Comment voyez-vous l'évolution de notre Fondation à long terme ?
Je vois plusieurs voies parallèles. L'une d'elles consiste à devenir encore plus autonome financièrement, en partenariat avec d'autres acteurs clés du développement et de l'agriculture. Une autre consiste à orienter les petits exploitants vers des activités à plus forte valeur ajoutée, en appliquant les technologies et les connaissances les plus récentes. Les domaines sur lesquels j'aimerais personnellement que l'on se concentre davantage sont la nutrition et les solutions adaptées aux besoins des femmes. Cela permettrait à la Fondation et à ses bénéficiaires de s'appuyer sur des bases plus solides. Il sera également important de pousser encore plus loin l'exploitation de l'incroyable ingéniosité des jeunes. Ils ont d'excellentes idées d'entreprises sociales et durables, mais ils ont besoin d'un soutien technique et financier pour les concrétiser.

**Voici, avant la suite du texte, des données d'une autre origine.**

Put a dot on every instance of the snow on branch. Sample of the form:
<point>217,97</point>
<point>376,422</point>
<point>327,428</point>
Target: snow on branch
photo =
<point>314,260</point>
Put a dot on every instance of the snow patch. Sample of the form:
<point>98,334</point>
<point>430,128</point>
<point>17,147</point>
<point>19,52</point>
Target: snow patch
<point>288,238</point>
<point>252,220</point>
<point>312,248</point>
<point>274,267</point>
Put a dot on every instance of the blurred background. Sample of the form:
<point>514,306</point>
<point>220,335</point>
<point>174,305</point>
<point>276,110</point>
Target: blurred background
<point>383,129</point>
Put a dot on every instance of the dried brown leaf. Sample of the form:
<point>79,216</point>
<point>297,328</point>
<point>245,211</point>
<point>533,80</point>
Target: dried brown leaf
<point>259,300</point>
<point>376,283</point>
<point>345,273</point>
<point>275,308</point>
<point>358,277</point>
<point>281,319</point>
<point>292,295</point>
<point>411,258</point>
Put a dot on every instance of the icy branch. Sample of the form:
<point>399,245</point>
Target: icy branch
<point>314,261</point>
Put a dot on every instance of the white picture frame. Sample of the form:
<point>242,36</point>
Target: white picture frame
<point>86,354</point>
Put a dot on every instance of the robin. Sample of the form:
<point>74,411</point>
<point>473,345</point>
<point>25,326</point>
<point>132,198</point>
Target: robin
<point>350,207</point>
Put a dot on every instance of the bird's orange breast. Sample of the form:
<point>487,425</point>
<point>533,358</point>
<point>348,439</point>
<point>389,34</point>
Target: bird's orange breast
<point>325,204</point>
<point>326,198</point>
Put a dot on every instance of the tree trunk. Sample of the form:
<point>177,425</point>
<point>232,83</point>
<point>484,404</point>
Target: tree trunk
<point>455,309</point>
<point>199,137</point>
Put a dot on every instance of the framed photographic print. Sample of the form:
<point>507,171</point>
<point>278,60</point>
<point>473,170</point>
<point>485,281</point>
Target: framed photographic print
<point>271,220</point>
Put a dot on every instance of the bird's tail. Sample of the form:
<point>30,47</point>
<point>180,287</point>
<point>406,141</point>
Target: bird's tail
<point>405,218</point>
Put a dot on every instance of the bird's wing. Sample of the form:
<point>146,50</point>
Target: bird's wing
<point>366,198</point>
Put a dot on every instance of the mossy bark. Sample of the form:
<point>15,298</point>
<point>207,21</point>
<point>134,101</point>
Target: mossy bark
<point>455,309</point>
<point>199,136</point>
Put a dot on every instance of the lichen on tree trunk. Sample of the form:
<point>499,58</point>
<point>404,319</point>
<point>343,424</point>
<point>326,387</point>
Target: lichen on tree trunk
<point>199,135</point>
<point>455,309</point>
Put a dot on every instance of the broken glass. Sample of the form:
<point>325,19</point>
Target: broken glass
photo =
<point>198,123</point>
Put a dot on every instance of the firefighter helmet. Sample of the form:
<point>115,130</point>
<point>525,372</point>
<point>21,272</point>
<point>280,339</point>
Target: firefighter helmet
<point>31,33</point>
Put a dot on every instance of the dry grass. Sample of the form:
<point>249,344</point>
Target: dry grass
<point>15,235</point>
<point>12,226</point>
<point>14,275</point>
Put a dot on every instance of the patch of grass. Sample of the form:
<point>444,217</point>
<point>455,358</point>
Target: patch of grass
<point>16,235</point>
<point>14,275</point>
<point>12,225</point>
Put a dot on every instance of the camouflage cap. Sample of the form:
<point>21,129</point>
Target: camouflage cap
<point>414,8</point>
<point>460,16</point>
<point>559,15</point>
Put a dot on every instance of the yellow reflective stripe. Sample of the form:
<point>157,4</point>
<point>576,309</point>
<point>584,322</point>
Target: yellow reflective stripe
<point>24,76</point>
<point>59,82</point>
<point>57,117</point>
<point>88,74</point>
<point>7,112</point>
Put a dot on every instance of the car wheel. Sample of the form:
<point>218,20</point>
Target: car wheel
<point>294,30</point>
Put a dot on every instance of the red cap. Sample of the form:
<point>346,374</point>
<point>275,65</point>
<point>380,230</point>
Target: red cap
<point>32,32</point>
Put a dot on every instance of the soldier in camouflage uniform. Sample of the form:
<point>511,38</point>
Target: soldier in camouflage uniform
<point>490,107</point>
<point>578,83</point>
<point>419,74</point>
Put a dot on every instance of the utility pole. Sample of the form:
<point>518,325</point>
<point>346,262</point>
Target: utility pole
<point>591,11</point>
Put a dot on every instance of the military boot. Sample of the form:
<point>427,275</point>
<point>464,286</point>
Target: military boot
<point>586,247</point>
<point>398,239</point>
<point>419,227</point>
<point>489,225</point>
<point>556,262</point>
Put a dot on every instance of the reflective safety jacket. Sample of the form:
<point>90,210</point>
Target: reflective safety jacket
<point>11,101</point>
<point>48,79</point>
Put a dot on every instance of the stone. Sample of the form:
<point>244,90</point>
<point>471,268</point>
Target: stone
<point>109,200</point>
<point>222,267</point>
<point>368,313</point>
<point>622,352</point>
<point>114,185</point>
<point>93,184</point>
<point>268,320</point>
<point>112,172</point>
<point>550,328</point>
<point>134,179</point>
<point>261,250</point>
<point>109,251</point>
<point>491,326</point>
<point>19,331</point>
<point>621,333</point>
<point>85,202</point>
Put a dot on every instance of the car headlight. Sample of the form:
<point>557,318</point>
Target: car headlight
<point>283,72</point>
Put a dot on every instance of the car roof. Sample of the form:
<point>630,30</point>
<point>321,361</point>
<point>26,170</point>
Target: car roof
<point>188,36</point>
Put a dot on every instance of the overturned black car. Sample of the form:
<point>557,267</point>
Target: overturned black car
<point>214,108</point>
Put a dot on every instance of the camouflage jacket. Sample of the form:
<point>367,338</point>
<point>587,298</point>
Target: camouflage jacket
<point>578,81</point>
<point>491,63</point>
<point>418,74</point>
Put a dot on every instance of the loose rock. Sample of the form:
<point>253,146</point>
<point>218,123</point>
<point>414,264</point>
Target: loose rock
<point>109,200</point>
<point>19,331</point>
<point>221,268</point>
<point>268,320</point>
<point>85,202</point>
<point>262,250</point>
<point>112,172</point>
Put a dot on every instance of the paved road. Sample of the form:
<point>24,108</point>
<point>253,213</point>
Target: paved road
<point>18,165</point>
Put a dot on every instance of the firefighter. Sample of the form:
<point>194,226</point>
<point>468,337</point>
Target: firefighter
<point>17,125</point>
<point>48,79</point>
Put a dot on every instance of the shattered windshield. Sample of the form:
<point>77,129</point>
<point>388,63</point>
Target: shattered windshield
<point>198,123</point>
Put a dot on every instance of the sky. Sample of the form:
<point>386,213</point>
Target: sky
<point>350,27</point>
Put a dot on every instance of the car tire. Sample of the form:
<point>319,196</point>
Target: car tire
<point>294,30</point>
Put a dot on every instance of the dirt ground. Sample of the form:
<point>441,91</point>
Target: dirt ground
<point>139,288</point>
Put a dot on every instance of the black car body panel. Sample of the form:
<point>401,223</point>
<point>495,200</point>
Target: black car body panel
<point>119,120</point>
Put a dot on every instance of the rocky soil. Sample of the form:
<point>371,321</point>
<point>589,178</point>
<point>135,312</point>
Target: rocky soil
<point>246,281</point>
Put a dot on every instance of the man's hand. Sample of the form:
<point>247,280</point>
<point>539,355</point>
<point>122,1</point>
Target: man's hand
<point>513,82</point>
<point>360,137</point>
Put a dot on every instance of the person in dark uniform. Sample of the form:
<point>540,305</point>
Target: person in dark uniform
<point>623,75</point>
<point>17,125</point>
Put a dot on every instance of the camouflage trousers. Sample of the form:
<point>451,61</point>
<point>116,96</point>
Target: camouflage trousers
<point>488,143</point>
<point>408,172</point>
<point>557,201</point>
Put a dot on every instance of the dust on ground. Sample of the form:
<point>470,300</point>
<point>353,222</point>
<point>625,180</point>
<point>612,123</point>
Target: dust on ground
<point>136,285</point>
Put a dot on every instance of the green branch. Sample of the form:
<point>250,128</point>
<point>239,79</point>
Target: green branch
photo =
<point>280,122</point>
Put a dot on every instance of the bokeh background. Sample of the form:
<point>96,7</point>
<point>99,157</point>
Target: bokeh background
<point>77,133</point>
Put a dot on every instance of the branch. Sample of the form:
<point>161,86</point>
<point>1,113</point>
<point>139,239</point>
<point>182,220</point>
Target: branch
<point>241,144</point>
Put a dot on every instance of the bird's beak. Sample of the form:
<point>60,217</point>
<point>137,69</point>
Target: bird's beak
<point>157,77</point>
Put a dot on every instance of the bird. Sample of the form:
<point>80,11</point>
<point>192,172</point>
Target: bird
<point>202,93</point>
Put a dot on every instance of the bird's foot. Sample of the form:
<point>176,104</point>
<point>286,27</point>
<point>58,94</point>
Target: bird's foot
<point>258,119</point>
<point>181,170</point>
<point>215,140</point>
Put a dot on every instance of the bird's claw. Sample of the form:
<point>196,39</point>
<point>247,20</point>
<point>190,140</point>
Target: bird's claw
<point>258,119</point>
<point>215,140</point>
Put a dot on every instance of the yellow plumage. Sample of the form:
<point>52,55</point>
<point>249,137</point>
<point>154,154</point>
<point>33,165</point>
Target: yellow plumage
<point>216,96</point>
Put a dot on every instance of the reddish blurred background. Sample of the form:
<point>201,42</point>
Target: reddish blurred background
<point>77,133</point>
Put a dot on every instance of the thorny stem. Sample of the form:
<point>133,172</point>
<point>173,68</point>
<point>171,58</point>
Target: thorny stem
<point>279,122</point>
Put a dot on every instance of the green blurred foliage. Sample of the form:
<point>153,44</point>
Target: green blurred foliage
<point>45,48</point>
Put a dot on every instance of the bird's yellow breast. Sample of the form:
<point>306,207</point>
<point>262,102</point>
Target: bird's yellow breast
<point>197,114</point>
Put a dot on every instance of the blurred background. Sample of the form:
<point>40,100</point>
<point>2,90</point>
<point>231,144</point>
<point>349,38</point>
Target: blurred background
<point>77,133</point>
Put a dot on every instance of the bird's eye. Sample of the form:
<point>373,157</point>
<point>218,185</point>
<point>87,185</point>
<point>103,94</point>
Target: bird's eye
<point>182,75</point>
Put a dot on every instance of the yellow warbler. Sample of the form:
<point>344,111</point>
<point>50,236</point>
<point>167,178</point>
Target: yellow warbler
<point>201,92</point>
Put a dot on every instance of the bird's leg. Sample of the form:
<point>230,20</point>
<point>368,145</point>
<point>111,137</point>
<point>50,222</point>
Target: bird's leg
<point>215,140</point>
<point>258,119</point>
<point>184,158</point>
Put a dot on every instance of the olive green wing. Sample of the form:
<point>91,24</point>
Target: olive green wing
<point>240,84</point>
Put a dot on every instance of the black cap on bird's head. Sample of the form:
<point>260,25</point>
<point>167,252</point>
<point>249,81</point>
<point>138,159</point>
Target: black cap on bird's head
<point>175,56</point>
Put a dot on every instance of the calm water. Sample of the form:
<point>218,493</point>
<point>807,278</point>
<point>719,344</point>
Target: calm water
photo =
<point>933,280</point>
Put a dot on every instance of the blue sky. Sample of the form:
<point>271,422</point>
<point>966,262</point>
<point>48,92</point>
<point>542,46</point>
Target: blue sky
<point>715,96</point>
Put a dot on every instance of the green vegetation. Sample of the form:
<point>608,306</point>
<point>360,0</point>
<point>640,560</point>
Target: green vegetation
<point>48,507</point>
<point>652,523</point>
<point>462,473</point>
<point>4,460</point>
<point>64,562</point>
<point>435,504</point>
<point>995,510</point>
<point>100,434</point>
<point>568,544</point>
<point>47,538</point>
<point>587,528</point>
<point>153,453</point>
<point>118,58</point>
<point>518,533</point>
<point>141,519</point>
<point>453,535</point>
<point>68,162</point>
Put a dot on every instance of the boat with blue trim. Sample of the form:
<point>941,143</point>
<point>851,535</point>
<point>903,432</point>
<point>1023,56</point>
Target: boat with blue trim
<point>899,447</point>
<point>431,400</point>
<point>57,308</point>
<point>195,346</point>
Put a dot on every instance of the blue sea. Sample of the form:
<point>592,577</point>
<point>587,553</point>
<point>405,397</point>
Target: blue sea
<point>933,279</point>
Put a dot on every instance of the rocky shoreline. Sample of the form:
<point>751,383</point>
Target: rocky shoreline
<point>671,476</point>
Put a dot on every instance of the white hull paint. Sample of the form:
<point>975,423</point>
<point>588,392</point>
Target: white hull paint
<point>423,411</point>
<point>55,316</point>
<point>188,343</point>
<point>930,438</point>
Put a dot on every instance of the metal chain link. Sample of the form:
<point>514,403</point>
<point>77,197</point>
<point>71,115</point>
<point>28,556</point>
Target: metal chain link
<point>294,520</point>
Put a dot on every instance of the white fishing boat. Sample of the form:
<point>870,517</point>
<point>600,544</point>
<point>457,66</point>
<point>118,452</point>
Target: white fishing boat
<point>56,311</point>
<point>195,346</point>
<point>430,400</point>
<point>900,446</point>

Vous avez également une solide expérience dans le développement économique et avez été à la tête de grandes équipes multiculturelles. Comment pensez-vous que nous en bénéficierons à la Fondation ?
Au cours de mes différentes expériences professionnelles, j'ai fait ou essayé de faire beaucoup de choses que la Fondation cherche à réaliser. Je suis ravi d'apporter mon expérience pour aider les équipes à y parvenir. Mon approche systémique peut aider à éviter la pensée cloisonnée qui empêche certaines initiatives de développement de réaliser leur plein potentiel.
"Le ton", dit-on, "est donné au sommet". Quel est votre avis ?
C'est vrai, tant pour les valeurs que pour la culture des organisations. Je ne demanderais jamais à un membre de l'équipe de faire quelque chose que je ne serais pas prête à faire moi-même. J'aurai toujours à cœur les intérêts de l'institution et des bénéficiaires. Il est tellement important que les cadres supérieurs et les membres du conseil d'administration donnent l'exemple. C'est particulièrement important pour ces derniers, car les conseils d'administration sont responsables en dernier ressort de leur organisation.
Obtenir un financement dans le domaine agricole est actuellement plus difficile que pour certains autres domaines. Comment pensez-vous que la Fondation puisse mobiliser davantage de ressources ?
Le financement et les autres investissements suivent les bonnes idées et les travaux qui ont un impact. La Fondation doit répondre clairement aux besoins sur le terrain par des analyses solides et des innovations de valeur. Elle est bien placée pour plaider en faveur d'une agriculture durable et inclusive et pour impliquer des partenaires clés afin d'amplifier l'impact.
Qu'est-ce que vous aimez le plus faire pendant votre temps libre ?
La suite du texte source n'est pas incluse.